Time.news – Install software updates on your Apple products. It is the warning issued directly by the company afterwards the discovery in recent days of a vulnerability in some of the hardware developed by the Cupertino company: an opening (technically a bug) that a hacker with fraudulent intentions could exploit to take control of these devices and dispose of the data. The updates (or patches) have been released in the past few days and promise to fix the problem.
The flaws (technically it is so-called zero-day software vulnerabilitiesor not known to the developers, therefore particularly dangerous) would be two: one concerns the kernel, “the deepest layer of the operating system that all devices have in common”, explained Cupertino.
The other, however, concerns Safari and in particular WebKit, the technology on which the browser is based. The version to install to secure your devices is 15.6.1 for iOS, and 12.5.1 for MacOs Monterey. At risk are: all iPhones 6S and later (i.e. those released from 2015 onwards), all iPads from 5th generation onwards (i.e. released since 2014), including iPad Pros and all Macs with Monterey on board.
Zero-day vulnerabilities are in high demand in the market and are worth a lot of money: precisely because they are not known to software developers and they allow to launch attacks in practice without the victim being able to defend himself. With the two discoveries in August, the Cupertino company has fixed seven zero-day vulnerabilities since the beginning of the year.

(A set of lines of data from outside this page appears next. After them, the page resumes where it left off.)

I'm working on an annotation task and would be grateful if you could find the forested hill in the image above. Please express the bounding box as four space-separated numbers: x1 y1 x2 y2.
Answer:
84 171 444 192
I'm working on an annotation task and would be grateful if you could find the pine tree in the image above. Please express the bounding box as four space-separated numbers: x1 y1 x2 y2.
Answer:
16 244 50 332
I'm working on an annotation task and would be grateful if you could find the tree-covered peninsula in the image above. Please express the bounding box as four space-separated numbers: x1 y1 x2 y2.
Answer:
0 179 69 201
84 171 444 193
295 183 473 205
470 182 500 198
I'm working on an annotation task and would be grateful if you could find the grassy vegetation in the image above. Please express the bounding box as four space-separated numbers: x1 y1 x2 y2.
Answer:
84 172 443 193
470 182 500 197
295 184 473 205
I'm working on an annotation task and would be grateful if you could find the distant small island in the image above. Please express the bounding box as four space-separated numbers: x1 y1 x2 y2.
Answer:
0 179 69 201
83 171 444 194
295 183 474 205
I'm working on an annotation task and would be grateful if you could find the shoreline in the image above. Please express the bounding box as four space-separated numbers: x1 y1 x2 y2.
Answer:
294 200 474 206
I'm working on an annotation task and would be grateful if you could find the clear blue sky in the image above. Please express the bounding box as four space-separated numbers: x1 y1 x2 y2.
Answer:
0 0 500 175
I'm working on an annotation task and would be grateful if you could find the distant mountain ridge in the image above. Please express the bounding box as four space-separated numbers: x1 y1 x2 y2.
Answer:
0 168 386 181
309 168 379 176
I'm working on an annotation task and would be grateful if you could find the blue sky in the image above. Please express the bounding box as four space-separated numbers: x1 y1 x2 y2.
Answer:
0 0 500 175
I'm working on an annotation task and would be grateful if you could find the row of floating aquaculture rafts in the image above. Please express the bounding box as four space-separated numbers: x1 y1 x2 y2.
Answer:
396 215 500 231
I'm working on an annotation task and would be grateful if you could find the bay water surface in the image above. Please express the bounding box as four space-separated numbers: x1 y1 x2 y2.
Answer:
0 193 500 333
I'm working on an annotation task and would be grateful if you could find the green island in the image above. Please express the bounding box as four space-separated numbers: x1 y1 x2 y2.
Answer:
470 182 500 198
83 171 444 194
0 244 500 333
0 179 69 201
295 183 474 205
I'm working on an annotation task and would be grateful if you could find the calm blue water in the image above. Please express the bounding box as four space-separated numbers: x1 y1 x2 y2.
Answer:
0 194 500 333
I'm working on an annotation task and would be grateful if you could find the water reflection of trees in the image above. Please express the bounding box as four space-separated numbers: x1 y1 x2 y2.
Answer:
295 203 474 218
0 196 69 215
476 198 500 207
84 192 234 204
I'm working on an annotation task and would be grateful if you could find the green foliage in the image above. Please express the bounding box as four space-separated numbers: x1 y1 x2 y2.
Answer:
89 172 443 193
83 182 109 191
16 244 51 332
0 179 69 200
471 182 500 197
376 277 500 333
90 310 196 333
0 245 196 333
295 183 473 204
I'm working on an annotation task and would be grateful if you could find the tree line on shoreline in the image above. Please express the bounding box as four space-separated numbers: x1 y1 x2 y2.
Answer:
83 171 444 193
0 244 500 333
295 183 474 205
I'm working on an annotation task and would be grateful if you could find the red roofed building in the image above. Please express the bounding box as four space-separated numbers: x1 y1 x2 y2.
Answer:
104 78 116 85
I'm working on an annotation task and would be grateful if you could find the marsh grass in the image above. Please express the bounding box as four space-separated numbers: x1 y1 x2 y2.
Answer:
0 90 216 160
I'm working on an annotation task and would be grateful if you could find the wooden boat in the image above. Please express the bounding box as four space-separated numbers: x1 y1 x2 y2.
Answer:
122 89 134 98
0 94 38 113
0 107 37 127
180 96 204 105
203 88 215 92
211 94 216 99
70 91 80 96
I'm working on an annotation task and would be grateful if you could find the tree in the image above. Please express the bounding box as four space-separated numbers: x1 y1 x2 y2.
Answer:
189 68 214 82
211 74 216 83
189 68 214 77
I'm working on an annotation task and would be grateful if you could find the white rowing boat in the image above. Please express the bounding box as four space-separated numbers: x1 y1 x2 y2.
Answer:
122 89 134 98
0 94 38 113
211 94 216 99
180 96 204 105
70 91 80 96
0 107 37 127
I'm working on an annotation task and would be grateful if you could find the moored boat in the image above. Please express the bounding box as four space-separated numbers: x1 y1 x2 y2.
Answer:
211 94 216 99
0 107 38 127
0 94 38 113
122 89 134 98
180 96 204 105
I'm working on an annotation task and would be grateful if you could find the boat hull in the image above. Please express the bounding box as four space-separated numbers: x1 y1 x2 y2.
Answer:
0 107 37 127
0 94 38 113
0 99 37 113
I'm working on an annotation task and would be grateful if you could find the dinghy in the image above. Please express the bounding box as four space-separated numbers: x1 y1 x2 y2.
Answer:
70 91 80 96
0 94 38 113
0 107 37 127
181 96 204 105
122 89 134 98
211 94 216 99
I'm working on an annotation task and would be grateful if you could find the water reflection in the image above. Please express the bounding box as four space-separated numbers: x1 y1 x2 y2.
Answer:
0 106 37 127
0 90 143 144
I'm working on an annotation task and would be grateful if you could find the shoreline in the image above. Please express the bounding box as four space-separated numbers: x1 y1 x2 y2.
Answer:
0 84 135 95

“We are aware of a report that this problem may have been actively exploited,” the company said. However, Apple has not disclosed if it has any information on how the problem was exploitedthe vulnerability appears to have been discovered by an anonymous researcher.
The bug would allow intruders to impersonate the owner of the device and subsequently run any software in his name, said Rachel Tobac, CEO of SocialProof Security, a cybersecurity company, as reported by the Guardian.
The ones that should pay particular attention to updating your software they are “people who are in the public eye”, such as activists or journalists who could be the target of sophisticated nation-state espionage, Tobac added to the newspaper.